Sorry to lose you as a customer, but I should clarify that it is possible to check chunks automatically after each backup – we just don’t make this the default. You can create a post-backup script that runs the check command to make sure that every chunk just uploaded does exist. This will catch any missing chunk error much earlier.

In most cases when users reported missing chunks, the cause was always the misuse of the -exclusive option (for example here and here. However, in your case I tend to believe it is the issue of the Paragon ext4 driver, mostly because of the weird listing bug. If so, then it would have been caught by the post-backup check script.

On how to recover from missing chunks – sorry I was wrong on the use of the -hash option. I forgot that the -hash option still assumes that the chunks referenced by last snapshot all exist. The correct way is run the backup command with a different repository id (by editing the .duplicacy/preferences file). After the repairing backup command you can change the repository id back to the original one. Then you can remove the snapshot file snapshots/temporary_id/1 from the storage.

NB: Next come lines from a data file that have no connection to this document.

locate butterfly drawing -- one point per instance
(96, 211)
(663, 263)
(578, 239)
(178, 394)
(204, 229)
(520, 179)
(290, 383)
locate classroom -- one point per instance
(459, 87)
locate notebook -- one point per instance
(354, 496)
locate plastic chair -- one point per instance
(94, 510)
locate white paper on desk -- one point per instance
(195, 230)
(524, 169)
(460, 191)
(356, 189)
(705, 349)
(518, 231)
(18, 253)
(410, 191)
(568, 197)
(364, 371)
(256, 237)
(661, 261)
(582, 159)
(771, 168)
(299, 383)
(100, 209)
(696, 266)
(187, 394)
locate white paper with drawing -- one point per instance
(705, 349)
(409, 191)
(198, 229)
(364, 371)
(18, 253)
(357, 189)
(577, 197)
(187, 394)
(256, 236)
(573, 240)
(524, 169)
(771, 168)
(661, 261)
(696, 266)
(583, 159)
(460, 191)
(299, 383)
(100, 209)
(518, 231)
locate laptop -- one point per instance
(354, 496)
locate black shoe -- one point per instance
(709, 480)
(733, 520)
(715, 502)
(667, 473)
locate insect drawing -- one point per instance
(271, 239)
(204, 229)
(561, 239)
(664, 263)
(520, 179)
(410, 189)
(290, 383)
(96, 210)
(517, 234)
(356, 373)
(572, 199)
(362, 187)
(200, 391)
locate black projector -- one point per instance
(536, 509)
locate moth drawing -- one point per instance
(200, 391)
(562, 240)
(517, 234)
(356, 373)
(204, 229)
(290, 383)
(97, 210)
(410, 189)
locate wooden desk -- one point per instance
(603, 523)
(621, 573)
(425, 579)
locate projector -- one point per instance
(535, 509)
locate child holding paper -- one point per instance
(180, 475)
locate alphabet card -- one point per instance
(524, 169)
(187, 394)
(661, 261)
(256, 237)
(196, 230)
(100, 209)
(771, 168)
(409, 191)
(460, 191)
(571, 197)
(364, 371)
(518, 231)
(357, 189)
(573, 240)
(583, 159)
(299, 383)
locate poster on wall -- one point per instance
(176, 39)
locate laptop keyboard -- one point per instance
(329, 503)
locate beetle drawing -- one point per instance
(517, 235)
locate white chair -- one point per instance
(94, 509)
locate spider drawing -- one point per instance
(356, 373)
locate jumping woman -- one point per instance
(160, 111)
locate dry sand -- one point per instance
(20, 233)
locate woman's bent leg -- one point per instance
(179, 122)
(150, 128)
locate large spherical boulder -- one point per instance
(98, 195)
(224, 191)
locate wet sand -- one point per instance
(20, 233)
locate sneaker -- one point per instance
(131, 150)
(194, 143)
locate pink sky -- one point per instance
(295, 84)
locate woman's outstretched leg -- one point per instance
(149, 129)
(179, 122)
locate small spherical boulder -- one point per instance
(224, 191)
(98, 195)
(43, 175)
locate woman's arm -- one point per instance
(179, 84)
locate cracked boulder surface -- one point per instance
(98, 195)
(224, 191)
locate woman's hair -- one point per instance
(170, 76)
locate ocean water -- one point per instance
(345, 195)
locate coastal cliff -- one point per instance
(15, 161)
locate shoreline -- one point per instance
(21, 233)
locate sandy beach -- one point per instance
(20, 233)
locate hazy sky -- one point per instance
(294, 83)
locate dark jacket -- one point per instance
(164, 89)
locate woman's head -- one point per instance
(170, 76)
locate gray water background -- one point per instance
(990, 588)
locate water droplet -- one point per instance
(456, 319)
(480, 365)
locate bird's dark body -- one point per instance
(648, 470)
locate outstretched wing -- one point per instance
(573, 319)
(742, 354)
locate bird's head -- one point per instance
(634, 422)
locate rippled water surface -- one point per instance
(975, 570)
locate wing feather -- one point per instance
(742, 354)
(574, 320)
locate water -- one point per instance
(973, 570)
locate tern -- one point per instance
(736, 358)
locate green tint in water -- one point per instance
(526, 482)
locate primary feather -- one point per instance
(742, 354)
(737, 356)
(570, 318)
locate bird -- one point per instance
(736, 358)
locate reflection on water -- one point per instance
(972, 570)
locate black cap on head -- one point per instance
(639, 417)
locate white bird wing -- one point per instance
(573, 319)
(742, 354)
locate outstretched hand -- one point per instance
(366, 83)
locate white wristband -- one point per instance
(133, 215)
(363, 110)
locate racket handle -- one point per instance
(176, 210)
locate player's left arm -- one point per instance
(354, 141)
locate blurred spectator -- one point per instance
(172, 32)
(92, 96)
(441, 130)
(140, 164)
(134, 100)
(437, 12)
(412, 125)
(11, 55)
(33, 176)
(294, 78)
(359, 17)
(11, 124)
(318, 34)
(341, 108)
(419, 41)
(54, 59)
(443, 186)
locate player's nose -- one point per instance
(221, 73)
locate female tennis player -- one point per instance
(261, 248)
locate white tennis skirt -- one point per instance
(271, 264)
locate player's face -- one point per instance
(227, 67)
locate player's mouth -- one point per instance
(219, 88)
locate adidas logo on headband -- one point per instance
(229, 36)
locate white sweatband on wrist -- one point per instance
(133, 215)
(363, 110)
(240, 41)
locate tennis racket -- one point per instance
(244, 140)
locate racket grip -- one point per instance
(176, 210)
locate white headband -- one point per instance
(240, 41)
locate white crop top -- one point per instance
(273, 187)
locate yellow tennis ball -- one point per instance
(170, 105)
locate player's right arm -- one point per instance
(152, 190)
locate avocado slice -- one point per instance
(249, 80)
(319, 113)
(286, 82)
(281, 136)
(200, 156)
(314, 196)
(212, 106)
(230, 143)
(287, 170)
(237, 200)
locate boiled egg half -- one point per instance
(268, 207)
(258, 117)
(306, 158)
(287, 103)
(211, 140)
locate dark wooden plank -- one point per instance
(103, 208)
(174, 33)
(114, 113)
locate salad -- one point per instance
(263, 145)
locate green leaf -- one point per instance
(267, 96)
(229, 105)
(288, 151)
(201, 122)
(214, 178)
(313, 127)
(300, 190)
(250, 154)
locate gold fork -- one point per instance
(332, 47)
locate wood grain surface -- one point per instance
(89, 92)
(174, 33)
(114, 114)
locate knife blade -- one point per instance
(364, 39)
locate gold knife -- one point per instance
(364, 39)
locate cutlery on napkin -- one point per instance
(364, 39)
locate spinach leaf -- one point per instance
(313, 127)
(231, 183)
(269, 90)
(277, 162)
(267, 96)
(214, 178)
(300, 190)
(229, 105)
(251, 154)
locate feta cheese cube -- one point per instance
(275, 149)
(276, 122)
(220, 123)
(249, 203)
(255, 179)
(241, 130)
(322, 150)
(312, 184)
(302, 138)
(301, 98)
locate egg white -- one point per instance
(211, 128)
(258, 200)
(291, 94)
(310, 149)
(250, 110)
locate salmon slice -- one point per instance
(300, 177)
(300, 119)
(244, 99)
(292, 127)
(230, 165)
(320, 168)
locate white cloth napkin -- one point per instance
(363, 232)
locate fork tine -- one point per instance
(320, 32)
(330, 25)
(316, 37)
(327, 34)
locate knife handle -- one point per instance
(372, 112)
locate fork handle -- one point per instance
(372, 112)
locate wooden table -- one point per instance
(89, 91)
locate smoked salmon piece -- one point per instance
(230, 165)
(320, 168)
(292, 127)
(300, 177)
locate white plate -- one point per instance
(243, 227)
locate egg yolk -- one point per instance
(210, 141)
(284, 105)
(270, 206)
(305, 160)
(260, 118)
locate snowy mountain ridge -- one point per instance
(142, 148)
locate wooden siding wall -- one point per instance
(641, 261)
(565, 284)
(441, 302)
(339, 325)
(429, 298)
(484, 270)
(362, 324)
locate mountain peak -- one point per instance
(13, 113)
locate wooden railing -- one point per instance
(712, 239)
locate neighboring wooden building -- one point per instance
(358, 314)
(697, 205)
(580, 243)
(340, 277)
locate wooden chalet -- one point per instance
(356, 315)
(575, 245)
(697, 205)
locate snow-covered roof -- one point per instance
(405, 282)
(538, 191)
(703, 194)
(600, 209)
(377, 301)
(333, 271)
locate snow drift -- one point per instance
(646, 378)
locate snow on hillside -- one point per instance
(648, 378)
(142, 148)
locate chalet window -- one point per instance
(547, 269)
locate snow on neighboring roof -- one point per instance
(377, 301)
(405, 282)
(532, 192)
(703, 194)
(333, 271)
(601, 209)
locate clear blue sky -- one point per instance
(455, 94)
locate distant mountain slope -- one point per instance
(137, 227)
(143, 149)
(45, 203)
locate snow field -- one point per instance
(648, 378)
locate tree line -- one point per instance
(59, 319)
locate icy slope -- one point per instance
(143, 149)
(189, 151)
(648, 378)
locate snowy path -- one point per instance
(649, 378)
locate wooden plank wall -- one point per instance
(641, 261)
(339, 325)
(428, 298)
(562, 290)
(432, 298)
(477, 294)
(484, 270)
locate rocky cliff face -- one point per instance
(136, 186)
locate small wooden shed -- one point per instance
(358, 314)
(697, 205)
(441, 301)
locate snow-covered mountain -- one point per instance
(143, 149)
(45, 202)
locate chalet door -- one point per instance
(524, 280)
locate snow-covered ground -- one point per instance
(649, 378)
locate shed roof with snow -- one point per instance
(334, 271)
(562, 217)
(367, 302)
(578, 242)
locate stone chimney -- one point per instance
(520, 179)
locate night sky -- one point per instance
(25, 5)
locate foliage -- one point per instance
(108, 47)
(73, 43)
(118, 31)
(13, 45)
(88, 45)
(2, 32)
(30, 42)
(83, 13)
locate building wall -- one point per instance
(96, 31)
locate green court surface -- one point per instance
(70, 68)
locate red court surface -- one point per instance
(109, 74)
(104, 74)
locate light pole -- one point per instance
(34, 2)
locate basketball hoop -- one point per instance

If no files changed before this repairing backup command then no unreferenced chunks will be generated by this operation.

It should be noted that repairing missing chunks isn’t guaranteed to work every time. If some files have changed then it will be impossible to regenerate the missing chunks. To be able to recover from missing chunks under any circumstances requires the error correction technique, which incurs significant overhead on most storage systems that can be reasonably trusted. If you’re really worried about this issue, then you should back up to multiple storages.

Kevinvinv, I disagree with you on the reason that the copy function should be avoided. If you back up to two storages independently and some files changed between these two backups then you will not get the same set of chunks on different storages. So when one chunk is missing on one storage you can’t grab it from the other storage. Another advantage of the copy function is that you can use third-party tools like rsync/rclone to copy chunks between storages.

1 Like

HI Gchen, thanks for this thorough response.

I had a question- can one determine if all the chunks are available (like the -check command) without using a password? In other words, is the storage password really required to verify the presence of all the chunks?

I would like to do something server-side for all my users but dont want to have their passwords on file.

Unfortunately you need the encryption keys to derive the file names of chunks, so the answer is no.

Thanks.

Also- to me it seems that an acceptable recovery method when one finds a missing chunk is to re-upload the entire backup. I agree that replacing a missing chunk is pretty difficult since source files will no-doubt have changed.

Detecting the situation reliably is the main concern I have at the moment. Recovering from it can be dealt with … but knowing one needs to recover is the first step! :slight_smile: